Rory McSweeney

Personal information
- Born: 20 April 1985 (age 41) Wellington, New Zealand

Sport
- Country: New Zealand
- Sport: Athletics
- Disability class: F44
- Club: Athletics Taieri

Achievements and titles
- Personal best: Javelin F44: 55.80 m (2015, NR)

Medal record
Men's para athletics
Representing New Zealand
Summer Paralympics
| Bronze medal – third place | 2016 Rio de Janeiro | Javelin F44 |
World Championships
| Silver medal – second place | 2015 Doha | Javelin F44 |

= Rory McSweeney =

New Zealand para-athlete

Rory McSweeney (born 20 April 1985) is a New Zealand para-athlete, primarily competing in the javelin throw.
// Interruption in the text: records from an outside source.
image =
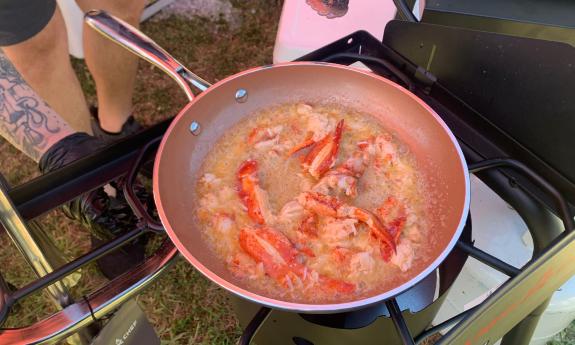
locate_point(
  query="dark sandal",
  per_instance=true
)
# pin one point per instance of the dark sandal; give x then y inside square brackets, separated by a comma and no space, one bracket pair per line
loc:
[130,127]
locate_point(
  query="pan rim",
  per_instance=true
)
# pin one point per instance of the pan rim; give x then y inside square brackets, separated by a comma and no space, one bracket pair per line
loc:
[306,307]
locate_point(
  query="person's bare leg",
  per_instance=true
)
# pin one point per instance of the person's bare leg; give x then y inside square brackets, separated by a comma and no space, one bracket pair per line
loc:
[113,67]
[44,63]
[26,121]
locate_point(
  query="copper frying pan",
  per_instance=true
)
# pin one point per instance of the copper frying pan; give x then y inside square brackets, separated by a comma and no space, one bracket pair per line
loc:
[202,121]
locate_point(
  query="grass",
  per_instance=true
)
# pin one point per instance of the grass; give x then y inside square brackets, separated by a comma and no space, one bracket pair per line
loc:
[184,307]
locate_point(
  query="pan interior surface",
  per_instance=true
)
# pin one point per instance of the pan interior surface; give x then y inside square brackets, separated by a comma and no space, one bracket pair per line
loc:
[181,155]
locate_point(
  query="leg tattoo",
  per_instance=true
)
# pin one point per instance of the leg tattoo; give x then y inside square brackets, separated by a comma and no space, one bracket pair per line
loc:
[26,121]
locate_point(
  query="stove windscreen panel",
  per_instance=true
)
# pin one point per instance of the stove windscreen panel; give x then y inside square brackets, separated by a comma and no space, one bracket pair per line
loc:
[550,19]
[522,88]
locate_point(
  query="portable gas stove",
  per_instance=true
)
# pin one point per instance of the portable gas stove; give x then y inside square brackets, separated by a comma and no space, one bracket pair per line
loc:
[460,74]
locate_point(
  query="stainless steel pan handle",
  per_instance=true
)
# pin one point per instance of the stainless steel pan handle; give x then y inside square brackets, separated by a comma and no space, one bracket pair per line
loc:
[135,41]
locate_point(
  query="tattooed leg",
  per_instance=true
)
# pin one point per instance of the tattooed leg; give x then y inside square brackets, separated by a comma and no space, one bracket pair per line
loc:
[26,121]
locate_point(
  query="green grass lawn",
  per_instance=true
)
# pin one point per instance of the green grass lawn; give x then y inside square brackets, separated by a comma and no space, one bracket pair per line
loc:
[183,306]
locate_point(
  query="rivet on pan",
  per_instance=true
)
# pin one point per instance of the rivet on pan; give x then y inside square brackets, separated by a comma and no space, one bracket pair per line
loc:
[241,95]
[195,128]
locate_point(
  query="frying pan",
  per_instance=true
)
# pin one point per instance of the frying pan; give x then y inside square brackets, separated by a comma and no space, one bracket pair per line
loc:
[200,124]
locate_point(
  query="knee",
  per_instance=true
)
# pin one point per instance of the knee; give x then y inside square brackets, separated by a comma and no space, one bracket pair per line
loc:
[128,10]
[41,50]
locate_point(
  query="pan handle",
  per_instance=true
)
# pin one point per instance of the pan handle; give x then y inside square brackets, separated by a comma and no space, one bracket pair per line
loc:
[135,41]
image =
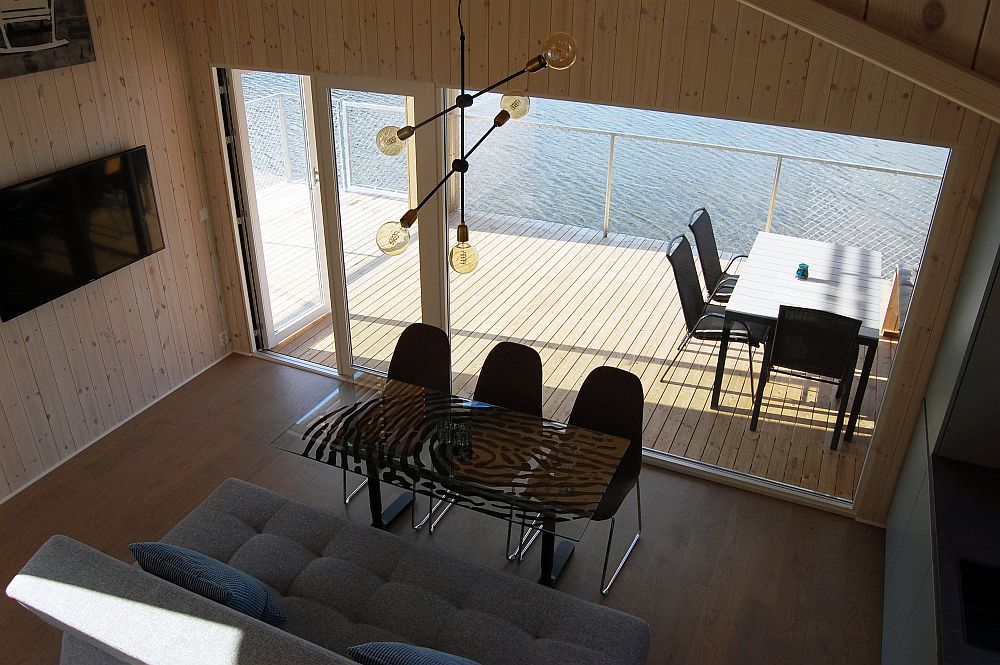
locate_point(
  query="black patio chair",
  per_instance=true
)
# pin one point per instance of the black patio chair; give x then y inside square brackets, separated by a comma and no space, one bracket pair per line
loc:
[703,320]
[812,344]
[610,401]
[422,357]
[719,283]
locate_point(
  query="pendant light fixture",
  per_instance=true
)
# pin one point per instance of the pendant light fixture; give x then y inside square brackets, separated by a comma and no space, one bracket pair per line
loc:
[393,237]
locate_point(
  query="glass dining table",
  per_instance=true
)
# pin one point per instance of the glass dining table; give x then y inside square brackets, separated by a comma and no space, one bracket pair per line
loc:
[503,463]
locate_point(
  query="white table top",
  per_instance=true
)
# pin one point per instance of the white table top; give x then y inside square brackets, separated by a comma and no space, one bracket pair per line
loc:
[844,280]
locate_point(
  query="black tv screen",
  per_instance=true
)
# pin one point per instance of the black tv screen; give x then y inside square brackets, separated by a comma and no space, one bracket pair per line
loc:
[66,229]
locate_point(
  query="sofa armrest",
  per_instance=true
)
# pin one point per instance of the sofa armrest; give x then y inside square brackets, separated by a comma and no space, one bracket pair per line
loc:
[139,618]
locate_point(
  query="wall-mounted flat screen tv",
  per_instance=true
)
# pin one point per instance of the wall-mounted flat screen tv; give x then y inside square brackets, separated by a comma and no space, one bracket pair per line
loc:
[66,229]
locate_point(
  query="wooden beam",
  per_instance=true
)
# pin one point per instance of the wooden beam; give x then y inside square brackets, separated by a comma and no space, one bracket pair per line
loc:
[943,77]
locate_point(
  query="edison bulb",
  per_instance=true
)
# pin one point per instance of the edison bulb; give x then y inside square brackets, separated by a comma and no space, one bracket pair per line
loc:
[516,103]
[559,50]
[392,238]
[463,258]
[388,142]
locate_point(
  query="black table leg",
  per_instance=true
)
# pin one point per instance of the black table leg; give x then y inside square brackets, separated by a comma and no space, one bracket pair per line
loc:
[553,558]
[866,369]
[381,519]
[720,367]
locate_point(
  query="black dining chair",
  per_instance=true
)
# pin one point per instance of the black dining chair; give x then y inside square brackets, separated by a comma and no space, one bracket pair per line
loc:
[511,377]
[719,283]
[421,357]
[703,320]
[610,401]
[811,344]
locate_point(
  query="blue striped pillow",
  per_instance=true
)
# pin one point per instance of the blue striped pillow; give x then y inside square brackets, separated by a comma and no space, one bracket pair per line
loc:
[397,653]
[210,578]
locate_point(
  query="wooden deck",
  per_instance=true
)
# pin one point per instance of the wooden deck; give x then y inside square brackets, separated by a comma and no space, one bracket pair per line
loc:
[582,301]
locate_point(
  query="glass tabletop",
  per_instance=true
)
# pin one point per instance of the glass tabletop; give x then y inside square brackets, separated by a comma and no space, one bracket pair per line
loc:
[504,463]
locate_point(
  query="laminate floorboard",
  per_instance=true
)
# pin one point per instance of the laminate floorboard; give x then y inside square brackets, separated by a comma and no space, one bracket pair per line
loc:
[721,575]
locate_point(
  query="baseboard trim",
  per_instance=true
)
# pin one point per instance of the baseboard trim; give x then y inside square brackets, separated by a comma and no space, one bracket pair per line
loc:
[100,436]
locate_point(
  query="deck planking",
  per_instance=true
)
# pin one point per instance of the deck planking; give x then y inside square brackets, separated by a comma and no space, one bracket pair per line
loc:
[582,301]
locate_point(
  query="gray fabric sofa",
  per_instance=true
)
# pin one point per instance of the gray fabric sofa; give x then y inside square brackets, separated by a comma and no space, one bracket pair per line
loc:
[340,584]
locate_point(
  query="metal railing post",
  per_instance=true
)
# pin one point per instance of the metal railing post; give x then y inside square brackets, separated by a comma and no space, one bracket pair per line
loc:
[774,194]
[285,152]
[607,191]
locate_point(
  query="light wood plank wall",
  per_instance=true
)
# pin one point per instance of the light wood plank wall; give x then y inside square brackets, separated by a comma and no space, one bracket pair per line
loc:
[714,57]
[75,368]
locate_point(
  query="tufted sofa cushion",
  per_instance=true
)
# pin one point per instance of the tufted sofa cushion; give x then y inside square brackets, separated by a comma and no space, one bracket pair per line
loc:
[342,584]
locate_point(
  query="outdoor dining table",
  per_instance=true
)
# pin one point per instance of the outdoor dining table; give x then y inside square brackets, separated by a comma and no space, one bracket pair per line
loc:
[510,465]
[841,279]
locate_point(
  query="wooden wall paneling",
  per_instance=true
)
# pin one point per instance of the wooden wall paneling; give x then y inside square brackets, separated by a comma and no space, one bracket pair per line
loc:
[868,103]
[958,207]
[405,40]
[626,50]
[647,60]
[746,48]
[272,33]
[668,78]
[369,37]
[561,21]
[255,21]
[843,91]
[123,344]
[480,40]
[773,36]
[12,476]
[895,105]
[30,336]
[720,57]
[79,311]
[602,64]
[949,28]
[336,39]
[174,266]
[140,344]
[71,375]
[29,396]
[539,24]
[698,36]
[584,24]
[104,336]
[794,69]
[244,35]
[301,18]
[286,37]
[226,28]
[441,17]
[988,56]
[499,55]
[19,424]
[189,292]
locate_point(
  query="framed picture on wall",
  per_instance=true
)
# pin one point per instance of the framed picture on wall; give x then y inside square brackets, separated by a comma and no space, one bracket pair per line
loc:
[36,35]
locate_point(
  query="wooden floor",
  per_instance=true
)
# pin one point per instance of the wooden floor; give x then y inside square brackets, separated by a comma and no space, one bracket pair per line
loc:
[582,301]
[721,575]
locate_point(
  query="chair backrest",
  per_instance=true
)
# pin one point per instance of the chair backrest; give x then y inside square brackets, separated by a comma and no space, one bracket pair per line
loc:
[686,277]
[512,378]
[814,341]
[422,357]
[708,251]
[610,401]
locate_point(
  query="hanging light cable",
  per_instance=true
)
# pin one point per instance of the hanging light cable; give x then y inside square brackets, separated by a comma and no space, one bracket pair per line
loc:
[393,237]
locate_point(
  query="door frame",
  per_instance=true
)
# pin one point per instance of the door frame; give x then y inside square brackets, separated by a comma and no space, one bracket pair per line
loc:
[426,155]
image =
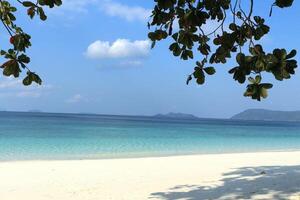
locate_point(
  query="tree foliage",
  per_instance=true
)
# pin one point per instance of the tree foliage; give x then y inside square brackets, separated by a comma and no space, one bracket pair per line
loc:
[244,31]
[16,58]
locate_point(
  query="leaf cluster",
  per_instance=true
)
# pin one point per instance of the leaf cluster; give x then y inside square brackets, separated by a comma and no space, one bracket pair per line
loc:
[224,42]
[16,58]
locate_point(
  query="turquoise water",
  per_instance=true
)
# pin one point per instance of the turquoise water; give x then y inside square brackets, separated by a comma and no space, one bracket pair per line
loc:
[33,136]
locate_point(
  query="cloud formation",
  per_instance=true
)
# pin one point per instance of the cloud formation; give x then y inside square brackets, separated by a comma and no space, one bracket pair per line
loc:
[121,48]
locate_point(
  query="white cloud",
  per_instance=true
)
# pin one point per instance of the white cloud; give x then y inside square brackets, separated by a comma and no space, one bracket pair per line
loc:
[76,99]
[121,48]
[134,13]
[131,63]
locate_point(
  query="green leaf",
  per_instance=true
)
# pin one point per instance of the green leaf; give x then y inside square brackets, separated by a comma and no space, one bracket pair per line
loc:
[209,70]
[28,4]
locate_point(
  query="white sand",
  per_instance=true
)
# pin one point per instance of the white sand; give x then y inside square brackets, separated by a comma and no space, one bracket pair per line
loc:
[223,176]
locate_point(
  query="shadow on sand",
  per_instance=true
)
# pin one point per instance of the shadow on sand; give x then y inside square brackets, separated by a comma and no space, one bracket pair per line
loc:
[243,183]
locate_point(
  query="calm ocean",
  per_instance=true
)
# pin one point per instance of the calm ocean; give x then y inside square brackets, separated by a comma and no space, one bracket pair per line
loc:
[36,136]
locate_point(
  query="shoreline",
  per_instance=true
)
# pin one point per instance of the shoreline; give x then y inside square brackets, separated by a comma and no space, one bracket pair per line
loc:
[264,175]
[151,156]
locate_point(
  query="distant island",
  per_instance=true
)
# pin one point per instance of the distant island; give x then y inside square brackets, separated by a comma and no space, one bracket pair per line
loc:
[267,115]
[172,115]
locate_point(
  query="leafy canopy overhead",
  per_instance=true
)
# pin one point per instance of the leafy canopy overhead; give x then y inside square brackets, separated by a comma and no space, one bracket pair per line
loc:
[16,58]
[244,31]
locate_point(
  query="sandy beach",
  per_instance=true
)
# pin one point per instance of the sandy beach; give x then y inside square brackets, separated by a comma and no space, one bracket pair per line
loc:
[268,175]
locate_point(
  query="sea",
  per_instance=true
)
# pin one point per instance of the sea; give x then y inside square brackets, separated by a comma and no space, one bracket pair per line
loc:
[51,136]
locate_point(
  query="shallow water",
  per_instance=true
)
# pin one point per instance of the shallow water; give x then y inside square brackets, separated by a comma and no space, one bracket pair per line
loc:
[35,136]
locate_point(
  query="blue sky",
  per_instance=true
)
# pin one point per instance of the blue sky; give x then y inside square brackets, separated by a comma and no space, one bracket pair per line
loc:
[94,57]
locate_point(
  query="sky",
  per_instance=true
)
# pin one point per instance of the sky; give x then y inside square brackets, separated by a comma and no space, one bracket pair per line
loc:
[94,57]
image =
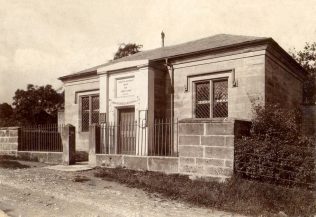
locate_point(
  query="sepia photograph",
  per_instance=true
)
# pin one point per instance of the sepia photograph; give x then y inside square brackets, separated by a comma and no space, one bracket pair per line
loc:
[154,108]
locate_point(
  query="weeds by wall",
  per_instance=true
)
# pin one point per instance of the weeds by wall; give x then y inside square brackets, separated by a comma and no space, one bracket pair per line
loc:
[275,151]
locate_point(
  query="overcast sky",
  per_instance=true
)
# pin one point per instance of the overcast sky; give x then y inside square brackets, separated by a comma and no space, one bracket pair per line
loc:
[41,40]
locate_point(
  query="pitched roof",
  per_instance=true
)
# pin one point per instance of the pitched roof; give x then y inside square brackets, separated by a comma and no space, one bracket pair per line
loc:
[204,44]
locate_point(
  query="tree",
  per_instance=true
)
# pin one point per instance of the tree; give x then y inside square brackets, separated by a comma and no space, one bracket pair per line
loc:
[307,59]
[37,105]
[127,50]
[6,115]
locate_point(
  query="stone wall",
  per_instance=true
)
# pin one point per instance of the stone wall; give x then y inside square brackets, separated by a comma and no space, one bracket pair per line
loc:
[206,147]
[309,120]
[9,140]
[40,156]
[149,163]
[249,68]
[283,83]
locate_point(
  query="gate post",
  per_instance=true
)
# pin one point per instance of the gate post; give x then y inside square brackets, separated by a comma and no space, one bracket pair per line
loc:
[69,144]
[94,138]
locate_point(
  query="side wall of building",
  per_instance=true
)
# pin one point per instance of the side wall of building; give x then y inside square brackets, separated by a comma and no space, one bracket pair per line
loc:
[246,65]
[73,90]
[283,83]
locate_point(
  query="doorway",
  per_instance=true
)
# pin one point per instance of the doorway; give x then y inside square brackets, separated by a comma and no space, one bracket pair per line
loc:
[126,131]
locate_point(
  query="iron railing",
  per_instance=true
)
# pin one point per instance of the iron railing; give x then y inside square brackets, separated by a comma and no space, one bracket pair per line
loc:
[158,138]
[41,138]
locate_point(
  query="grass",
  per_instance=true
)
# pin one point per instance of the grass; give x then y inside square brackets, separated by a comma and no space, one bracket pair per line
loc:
[234,195]
[10,162]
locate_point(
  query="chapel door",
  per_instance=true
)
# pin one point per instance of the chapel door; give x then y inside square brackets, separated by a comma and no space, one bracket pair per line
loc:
[126,131]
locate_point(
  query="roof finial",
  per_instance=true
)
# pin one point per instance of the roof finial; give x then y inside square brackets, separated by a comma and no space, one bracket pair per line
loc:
[162,39]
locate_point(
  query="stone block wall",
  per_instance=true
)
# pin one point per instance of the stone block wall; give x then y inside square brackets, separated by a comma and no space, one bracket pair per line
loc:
[206,150]
[149,163]
[206,147]
[284,84]
[9,140]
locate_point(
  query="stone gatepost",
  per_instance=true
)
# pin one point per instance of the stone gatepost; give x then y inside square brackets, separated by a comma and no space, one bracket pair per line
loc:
[69,144]
[94,138]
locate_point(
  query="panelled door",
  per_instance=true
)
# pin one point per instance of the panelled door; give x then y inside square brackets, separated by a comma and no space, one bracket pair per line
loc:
[126,131]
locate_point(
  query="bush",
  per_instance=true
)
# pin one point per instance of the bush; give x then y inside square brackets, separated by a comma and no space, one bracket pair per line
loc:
[275,151]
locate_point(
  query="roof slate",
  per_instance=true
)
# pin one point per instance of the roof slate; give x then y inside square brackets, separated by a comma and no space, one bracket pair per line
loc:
[209,43]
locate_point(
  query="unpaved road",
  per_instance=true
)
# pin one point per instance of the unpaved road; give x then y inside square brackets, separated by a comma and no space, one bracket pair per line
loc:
[38,191]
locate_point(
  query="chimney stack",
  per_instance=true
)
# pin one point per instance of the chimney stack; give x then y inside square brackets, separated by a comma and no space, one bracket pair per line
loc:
[162,39]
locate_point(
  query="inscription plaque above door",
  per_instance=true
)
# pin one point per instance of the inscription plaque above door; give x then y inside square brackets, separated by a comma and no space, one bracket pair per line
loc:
[125,87]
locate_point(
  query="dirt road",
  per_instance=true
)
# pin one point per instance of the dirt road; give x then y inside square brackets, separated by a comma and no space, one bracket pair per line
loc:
[38,191]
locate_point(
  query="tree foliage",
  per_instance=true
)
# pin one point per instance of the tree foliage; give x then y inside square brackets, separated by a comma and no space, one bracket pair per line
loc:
[275,151]
[127,50]
[307,59]
[6,115]
[37,105]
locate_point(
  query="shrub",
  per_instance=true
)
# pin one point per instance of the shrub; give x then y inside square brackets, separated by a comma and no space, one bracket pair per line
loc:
[275,151]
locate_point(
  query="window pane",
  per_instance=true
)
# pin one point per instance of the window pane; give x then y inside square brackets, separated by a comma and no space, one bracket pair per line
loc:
[220,99]
[85,114]
[95,110]
[85,121]
[202,101]
[85,103]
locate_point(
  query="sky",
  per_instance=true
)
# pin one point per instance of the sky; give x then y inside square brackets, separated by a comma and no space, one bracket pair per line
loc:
[43,40]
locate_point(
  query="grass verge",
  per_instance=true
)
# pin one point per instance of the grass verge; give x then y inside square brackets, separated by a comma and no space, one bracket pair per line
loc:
[234,195]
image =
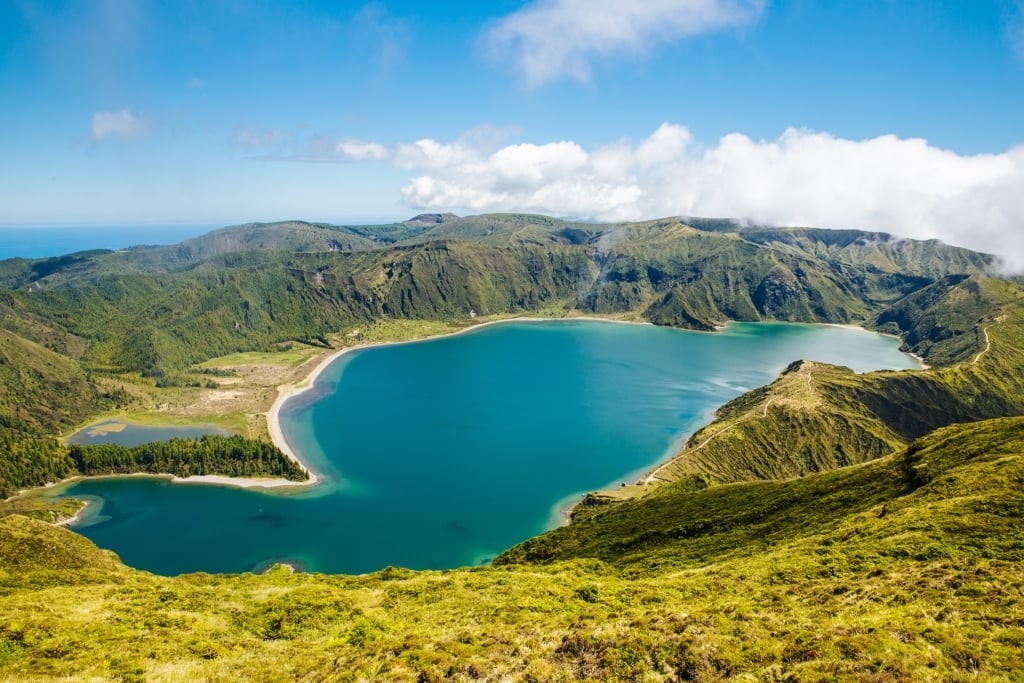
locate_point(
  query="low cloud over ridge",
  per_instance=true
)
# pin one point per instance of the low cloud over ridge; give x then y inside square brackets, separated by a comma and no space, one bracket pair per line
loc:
[887,183]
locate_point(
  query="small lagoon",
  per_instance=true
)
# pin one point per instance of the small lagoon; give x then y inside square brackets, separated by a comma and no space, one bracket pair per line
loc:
[443,453]
[129,434]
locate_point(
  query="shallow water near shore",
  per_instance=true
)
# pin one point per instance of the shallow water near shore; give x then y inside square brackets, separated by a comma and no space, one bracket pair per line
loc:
[443,453]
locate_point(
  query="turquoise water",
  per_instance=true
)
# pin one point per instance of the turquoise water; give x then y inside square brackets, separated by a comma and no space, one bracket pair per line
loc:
[123,433]
[444,453]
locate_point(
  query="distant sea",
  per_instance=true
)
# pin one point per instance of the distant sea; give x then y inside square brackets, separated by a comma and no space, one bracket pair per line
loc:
[41,242]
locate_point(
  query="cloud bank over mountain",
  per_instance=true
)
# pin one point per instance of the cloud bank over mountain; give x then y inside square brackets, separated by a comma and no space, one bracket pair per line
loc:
[904,186]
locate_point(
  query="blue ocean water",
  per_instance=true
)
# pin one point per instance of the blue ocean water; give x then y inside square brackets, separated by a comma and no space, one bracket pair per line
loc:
[47,241]
[443,453]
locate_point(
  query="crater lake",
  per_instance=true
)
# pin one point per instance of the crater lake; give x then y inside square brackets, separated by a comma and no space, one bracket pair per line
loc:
[443,453]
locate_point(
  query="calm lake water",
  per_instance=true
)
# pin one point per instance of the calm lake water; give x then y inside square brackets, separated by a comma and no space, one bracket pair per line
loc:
[443,453]
[125,433]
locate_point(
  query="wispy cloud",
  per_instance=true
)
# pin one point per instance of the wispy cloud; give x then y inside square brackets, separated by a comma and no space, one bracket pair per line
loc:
[119,124]
[553,39]
[904,186]
[250,136]
[390,36]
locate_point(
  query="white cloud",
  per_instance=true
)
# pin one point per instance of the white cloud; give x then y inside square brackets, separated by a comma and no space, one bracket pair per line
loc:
[250,136]
[551,39]
[903,186]
[119,124]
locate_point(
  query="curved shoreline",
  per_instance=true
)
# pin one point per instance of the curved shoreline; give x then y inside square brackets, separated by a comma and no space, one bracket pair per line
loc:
[293,389]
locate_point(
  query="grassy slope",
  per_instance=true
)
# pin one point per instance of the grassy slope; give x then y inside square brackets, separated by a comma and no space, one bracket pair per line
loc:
[905,568]
[816,417]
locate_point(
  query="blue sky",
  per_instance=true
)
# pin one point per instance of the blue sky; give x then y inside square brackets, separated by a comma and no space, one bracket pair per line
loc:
[897,115]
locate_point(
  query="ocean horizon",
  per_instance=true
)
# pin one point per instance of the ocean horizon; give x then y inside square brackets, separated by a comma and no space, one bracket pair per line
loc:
[44,241]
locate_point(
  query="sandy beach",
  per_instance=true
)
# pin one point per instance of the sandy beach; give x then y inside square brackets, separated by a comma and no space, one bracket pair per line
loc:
[287,391]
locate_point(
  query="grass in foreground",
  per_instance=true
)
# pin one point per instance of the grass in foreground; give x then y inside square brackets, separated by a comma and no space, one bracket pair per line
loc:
[908,568]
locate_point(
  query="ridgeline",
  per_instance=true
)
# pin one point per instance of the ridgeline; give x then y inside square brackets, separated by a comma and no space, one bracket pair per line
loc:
[826,526]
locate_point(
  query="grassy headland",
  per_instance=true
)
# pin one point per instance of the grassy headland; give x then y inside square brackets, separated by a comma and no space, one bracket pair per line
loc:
[826,526]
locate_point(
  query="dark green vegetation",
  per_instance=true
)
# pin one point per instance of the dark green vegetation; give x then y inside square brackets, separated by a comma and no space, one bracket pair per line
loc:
[905,568]
[30,461]
[827,526]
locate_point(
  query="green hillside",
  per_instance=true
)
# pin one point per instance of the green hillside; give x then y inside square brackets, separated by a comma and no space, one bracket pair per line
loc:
[826,526]
[905,568]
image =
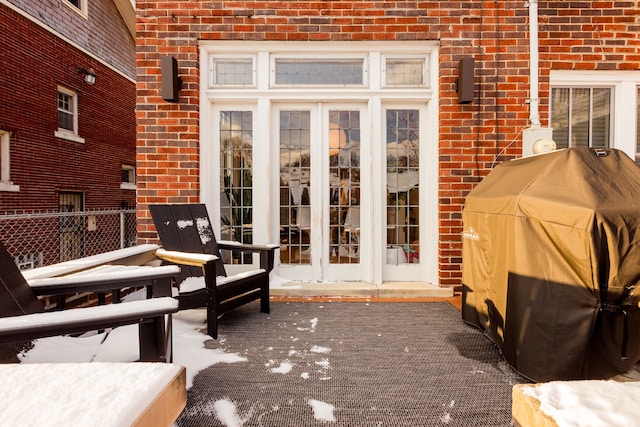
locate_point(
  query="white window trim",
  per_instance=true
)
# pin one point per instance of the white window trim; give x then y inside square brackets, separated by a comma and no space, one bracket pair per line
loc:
[82,11]
[65,133]
[129,185]
[5,167]
[625,88]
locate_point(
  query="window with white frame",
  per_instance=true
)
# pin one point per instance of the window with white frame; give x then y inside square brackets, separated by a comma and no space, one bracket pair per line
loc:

He represented New Zealand at the 2016 Summer Paralympics in Rio de Janeiro, where he won the bronze medal in the men's javelin throw T44.

==Statistics==
===Javelin throw progression===

| Year | Performance | Competition | Location | Date | World ranking |
|---|---|---|---|---|---|
| 2012 | 46.89 m | Club meeting | Dunedin, New Zealand | 3 November |  |
| 2013 | 49.95 m | IPC Athletics World Championships | Lyon, France | 24 July |  |
| 2014 | 48.03 m | Club meeting | Dunedin, New Zealand | 1 November |  |
| 2015 | 55.80 m | IPC Athletics World Championships | Doha, Qatar | 30 October |  |
| 2016 | 55.46 m | New Zealand National Championships | Dunedin, New Zealand | 6 March |  |

==Early life and amputation==
At three years old, Rory was struck by a truck, resulting in the amputation of his leg below the knee. He has described this early life challenge as a formative experience that later influenced his decision to pursue athletics at an elite level.